Trop de temps a passé pour que je pense encore que la théorie du rêve est la bonne. Cependant, je ne vais pas encore abandonner cette idée, tant la situation semble étrange.

Je profite aussi de cette solitude pour faire le point. Quelque chose me dit que ça ne durera pas. A l'heure actuelle je me suis réveillée morte dans une morgue... En fait, je ne vais pas faire le point, faire le point c'est nul ! Je me demande quel jour on est, mon dernier souvenir date de mercredi. J'espère que je n'ai pas raté trop de cours... Je regarde à travers la fenêtre de ma chambre, le soleil se couche peu à peu en donnant une teinte orangée au ciel. Ce spectacle est magnifique, pourtant j'observe le ciel sans le voir.

J'ai intégré l'Université il y a peu, après avoir fait absolument tous les types de boulots possibles pour mettre de la distance entre mes parents et moi.
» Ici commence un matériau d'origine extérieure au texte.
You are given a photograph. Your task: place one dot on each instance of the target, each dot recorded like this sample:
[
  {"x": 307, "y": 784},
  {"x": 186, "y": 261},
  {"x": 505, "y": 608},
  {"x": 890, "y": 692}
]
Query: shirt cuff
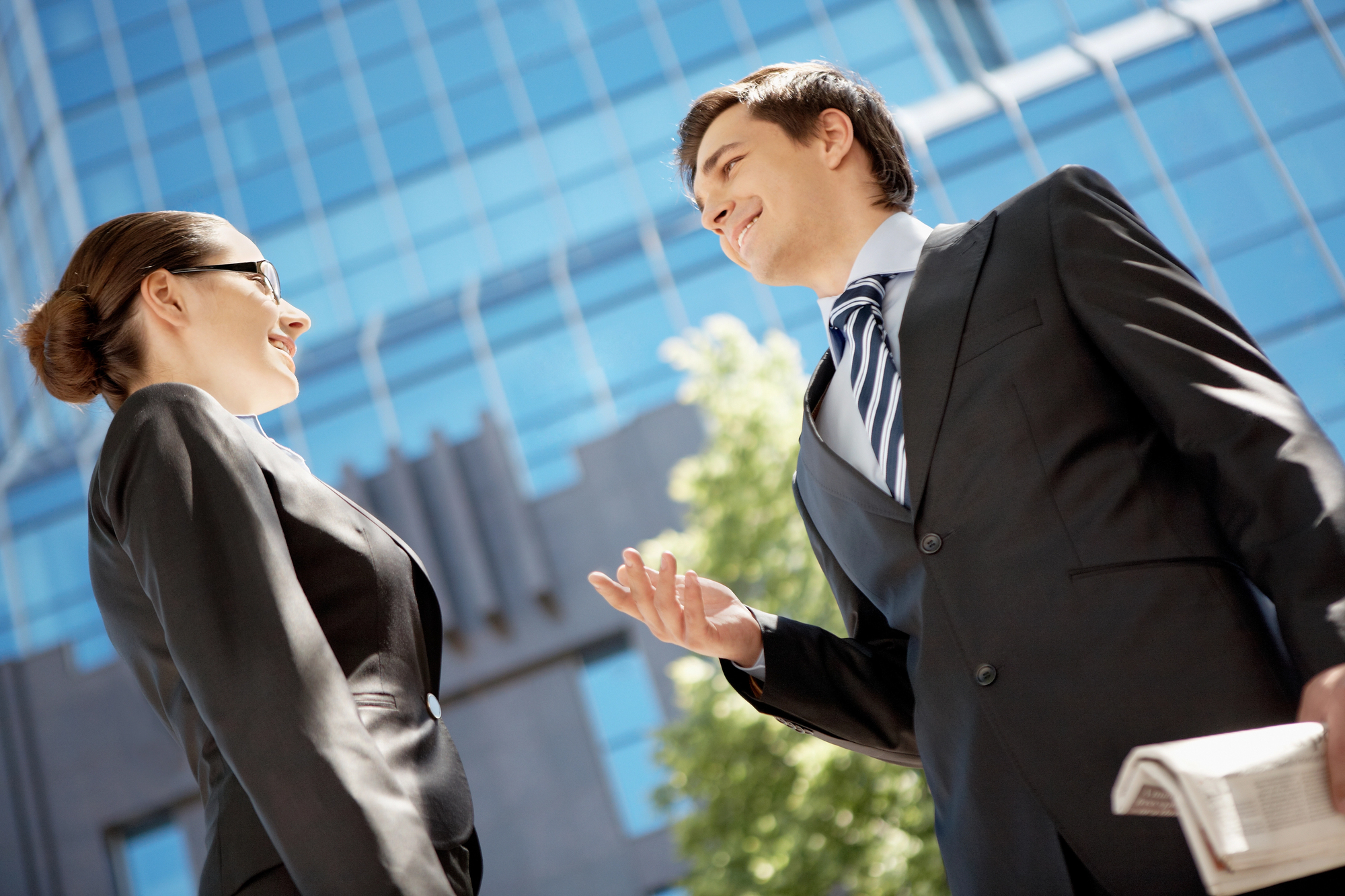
[{"x": 758, "y": 669}]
Et contre toute attente, j'ai fini par aspirer à l'avenir à la fac que ma mère voulait tant. J'ai commencé il y a un mois, avec une dominante pour la biologie et plus spécialement la génétique. Mais recommencer les études après avoir erré de boulot en boulot est compliqué, c'est pourquoi je dois m'accrocher. Je n'ai que dix-neuf ans mais j'aimerais ne pas perdre une année de plus.
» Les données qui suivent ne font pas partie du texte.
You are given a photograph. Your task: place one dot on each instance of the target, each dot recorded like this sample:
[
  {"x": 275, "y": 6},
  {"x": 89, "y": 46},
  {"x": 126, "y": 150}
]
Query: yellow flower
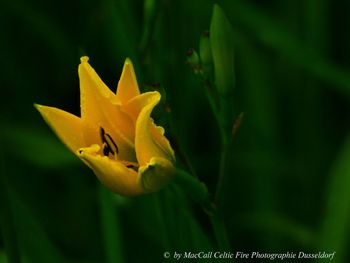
[{"x": 115, "y": 135}]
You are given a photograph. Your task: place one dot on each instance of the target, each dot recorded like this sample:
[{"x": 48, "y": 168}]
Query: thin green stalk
[
  {"x": 7, "y": 228},
  {"x": 222, "y": 170},
  {"x": 110, "y": 227},
  {"x": 199, "y": 193},
  {"x": 220, "y": 232}
]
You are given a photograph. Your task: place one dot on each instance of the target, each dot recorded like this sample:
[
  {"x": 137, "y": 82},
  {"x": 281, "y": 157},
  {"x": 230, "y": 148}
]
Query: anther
[{"x": 108, "y": 144}]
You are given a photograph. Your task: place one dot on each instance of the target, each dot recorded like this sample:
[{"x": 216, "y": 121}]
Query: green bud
[
  {"x": 193, "y": 60},
  {"x": 222, "y": 50},
  {"x": 205, "y": 49}
]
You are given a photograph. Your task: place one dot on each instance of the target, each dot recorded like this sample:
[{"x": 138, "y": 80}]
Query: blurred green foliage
[{"x": 289, "y": 168}]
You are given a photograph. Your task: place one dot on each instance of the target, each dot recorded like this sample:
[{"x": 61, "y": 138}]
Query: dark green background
[{"x": 289, "y": 180}]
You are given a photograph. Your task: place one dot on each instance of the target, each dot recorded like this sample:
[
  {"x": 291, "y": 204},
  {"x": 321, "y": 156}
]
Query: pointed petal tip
[
  {"x": 128, "y": 61},
  {"x": 84, "y": 59}
]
— Bonjour Mademoiselle Sanders, je suis le Docteur Johns.

Un homme en blouse blanche pénètre dans la chambre. Il est grand, blond et chaleureux.

— Eden, dis-je avec une voix étranglée, visiblement pas encore remise des émotions récentes ; appelez-moi Eden.

— Eden, vous devez avoir beaucoup de questions... tout d'abord je vous présente mes excuses concernant le traumatisme que vous avez subis...

— Docteur, s'il vous plaît, expliquez-moi, pas de détour ou de semi-vérité, je pense que j'ai suffisamment encaissé pour une bonne dizaine de vie.

Le médecin affiche un sourire gêné. Évidemment, je comprends qu'il soit mal à l'aise et je m'en veux de lui causer cette angoisse, mais aussi altruiste que je peux être, j'ai la sensation d'être prioritaire pour l'instant.

— Très bien. Vous avez été amenée à l'hôpital à la suite d'un terrible accident de voiture. Vous aviez des contusions, des hématomes, une commotion cérébrale et une plaie à la cuisse qui déchirait votre artère fémorale.... et avez perdu beaucoup de sang avant l'arrivée des secours. Lorsque vous êtes arrivée donc, votre pouls était fuyant et votre état très grave.

Il s'interrompit quelques instants avant d'ajouter :

— Votre cœur s'est arrêté et nous avons tenté de le faire repartir à plusieurs reprises, mais sans succès... Votre décès a été déclaré Eden, nous avons refermé vos plaies et vous avons descendu à... (nouvelle interruption) la morgue. Ce n'est que 3h plus tard que vous vous êtes réveillée, en fichant la trouille de sa vie à l'infirmière qui vous a trouvée.